Shipping firms face battle for survival in 2016

Shipping firms face battle for survival in 2016

Shipping companies that transport commodities such as coal, iron ore and grain face a painful year ahead, with only the strongest expected to weather a deepening crisis caused by tepid demand and a surplus of vessels for hire.

The predicament facing firms that ship commodities in large unpackaged amounts – known as dry bulk – is partly the result of slower coal and iron ore demand from leading global importer China in the second half of 2015.

Symeon Pariaros, chief administrative officer of Athens-run and New York-listed shipping firm Euroseas, said the outlook for the dry-bulk market was “very challenging.”

“Demand fundamentals are so weak. The Chinese economy, which is the main driver of dry bulk, is way below expectations,” he added.

“Only companies with very strong balance sheets will get through this storm.”

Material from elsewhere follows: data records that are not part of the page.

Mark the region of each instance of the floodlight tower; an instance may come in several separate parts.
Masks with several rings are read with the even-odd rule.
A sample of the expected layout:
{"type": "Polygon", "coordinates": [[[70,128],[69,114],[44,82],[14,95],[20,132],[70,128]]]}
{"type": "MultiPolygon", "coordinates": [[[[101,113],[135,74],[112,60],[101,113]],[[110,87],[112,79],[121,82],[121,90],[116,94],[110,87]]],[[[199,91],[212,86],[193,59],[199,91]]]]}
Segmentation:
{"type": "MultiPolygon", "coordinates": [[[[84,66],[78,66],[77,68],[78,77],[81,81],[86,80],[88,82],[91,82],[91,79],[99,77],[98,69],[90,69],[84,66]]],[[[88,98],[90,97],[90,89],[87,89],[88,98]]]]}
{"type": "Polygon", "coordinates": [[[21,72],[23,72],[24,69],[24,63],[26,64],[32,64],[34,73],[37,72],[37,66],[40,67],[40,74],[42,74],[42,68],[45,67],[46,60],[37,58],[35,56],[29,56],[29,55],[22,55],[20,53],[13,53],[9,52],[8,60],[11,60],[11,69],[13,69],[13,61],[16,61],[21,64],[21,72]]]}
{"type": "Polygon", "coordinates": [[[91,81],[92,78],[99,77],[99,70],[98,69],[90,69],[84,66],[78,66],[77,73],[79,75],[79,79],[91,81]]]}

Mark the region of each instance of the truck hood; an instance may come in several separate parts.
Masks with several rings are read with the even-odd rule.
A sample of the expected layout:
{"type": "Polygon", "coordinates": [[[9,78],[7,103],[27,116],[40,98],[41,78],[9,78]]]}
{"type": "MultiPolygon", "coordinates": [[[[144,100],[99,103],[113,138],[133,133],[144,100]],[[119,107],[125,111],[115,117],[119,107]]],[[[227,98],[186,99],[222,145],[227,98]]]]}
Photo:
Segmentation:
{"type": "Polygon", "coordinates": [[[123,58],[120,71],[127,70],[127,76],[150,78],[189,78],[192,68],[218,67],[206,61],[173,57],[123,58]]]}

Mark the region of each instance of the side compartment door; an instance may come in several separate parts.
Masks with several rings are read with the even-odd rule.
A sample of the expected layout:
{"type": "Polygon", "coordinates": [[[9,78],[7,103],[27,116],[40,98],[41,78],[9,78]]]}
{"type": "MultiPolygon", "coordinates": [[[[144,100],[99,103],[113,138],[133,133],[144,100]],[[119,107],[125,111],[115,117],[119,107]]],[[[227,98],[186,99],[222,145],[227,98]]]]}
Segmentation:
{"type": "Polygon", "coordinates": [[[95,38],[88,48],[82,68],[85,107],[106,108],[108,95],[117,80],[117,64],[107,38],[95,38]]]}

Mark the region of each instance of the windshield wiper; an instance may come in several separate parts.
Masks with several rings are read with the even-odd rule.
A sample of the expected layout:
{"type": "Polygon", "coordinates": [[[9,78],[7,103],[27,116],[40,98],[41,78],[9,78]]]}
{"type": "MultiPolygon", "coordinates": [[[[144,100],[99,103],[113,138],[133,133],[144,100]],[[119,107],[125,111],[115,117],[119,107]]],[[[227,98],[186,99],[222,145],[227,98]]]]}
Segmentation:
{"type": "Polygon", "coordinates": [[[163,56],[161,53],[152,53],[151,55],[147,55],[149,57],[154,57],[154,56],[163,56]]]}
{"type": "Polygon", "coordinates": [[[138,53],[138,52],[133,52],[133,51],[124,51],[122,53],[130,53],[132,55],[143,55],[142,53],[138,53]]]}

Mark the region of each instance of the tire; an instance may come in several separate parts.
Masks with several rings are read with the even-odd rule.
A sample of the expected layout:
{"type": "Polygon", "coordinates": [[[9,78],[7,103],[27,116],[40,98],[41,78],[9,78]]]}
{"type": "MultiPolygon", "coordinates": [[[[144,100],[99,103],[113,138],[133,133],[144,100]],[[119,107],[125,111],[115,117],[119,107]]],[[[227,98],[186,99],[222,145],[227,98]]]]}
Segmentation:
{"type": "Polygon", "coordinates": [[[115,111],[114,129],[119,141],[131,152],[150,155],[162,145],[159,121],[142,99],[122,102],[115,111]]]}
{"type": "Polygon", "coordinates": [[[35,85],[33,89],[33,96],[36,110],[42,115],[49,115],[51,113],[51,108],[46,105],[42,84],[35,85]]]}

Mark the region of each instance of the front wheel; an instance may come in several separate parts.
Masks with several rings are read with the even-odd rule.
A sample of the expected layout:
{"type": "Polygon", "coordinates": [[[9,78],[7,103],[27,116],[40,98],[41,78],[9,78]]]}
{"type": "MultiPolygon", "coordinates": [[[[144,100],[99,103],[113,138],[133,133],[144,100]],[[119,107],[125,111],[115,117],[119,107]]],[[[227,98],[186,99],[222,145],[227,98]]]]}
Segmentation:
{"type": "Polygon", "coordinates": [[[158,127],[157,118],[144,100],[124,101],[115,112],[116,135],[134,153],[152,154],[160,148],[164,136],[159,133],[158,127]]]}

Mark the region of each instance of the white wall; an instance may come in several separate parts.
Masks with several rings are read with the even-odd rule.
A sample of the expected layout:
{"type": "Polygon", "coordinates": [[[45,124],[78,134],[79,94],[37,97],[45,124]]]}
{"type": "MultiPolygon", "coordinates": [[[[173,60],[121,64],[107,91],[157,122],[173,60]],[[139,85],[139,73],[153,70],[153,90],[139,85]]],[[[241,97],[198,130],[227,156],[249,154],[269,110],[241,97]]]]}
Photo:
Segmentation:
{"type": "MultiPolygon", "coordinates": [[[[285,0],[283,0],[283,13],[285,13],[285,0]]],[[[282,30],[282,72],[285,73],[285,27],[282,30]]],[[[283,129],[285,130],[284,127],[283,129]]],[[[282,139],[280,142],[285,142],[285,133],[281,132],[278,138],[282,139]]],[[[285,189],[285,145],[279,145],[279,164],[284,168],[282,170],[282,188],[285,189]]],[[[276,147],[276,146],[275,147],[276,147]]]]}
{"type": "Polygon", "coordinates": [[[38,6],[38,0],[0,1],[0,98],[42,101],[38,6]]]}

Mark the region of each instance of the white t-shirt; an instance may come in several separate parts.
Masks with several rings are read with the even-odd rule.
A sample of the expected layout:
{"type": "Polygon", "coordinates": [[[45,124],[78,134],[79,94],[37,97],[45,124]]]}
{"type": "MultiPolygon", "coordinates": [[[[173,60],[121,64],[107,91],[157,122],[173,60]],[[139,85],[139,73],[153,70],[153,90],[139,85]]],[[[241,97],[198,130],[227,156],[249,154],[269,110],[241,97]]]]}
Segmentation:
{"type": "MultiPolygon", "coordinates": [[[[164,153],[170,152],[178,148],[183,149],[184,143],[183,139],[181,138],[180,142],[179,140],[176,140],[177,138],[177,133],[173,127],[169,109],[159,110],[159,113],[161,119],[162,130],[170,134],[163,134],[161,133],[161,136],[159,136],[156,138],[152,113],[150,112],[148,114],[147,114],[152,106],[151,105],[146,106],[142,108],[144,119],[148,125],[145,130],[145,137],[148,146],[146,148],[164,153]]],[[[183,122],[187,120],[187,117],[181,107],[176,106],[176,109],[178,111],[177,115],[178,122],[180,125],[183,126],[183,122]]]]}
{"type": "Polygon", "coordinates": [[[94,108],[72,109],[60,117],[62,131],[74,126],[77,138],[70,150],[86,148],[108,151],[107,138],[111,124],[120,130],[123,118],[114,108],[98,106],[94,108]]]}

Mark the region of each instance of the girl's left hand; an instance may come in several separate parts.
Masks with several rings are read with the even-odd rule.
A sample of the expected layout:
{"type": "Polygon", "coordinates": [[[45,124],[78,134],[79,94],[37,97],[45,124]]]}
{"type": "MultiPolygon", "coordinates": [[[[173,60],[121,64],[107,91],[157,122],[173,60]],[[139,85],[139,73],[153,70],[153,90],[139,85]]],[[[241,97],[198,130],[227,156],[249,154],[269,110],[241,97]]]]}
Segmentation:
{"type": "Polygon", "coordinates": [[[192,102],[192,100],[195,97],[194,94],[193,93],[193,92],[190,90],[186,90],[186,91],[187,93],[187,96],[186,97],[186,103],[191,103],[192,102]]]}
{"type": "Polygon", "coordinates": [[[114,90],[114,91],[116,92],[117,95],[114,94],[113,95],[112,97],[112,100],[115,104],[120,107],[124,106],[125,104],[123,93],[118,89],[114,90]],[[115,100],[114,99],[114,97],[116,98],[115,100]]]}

“The state of the dry-bulk market especially indicates that economies worldwide are likely to stay weak, much to the disappointment of central banks… FX traders, miners, steel makers, trading houses, and commodity economies,” said Basil Karatzas, head of New York consultancy and brokerage Karatzas Marine Advisors & Co.

Ratings agency Fitch downgraded the shipping sector to negative, from stable, this month due to slowing global trade and an economic slowdown in emerging markets, adding that dry bulk would remain under pressure.